Il y a donc deux manières d’aborder le rapport entre l’éthique et la métaphysique. D’une part, c’est la sagesse pratique de l’éthique qui permet d’atteindre la théorie métaphysique. D’autre part, c’est la connaissance théorique des causes, permise par la métaphysique, et qui rend possible la sagesse pratique. Ainsi, une bonne action n’est pas nécessairement grande car elle peut avoir eu lieu sans que celui qui la réalise ne le sache ou même alors qu’il l’a faite contre son gré. Inversement, un grand homme ne peut faire que des bonnes actions car il connaît les causes de celles-ci et choisit donc ces actes en fonction, à l’aide de la contemplation théorique. C’est pourquoi il est nécessaire de juger l’homme plutôt que l’acte car l’acte peut être fortuit alors que l’homme est plus pérenne.

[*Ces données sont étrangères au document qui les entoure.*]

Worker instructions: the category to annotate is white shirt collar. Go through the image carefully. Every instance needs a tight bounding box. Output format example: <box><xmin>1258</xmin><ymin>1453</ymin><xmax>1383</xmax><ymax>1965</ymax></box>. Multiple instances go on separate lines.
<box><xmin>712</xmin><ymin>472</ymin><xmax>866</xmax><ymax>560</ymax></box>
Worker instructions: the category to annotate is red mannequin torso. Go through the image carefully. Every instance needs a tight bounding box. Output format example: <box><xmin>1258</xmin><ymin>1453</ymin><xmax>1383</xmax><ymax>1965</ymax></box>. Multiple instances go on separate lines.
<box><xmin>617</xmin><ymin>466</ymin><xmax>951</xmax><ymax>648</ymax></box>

Cependant, si la contemplation permet l’accès aux causes des actes bons, c’est-à-dire à la pratique de la grandeur, c’est cette pratique qui maintient la nature du sage dans sa sagesse. Il est en effet possible de prendre de mauvaises habitudes et donc de perdre l’accès à la contemplation par un relâchement de la pratique éthique. Cette possibilité forme un autre argument justifiant l’insuffisance de connaître les concepts de la métaphysique pour les comprendre. En prenant de mauvaises habitudes, l’ancien sage ne fait que se souvenir des concepts métaphysiques, il ne les comprend plus car la compréhension demande la pratique. C’est pourquoi il faut absolument distinguer l’éthique des vertus de la simple obéissance à une loi, humaine ou divine, qui ne demande que l’adéquation entre les prescriptions et les actes. Contrairement à la loi, la vertu entraîne nécessairement la liberté car pour que nos actes soient toujours bons, ils doivent venir de nous-même et non pas d’une injonction extérieure.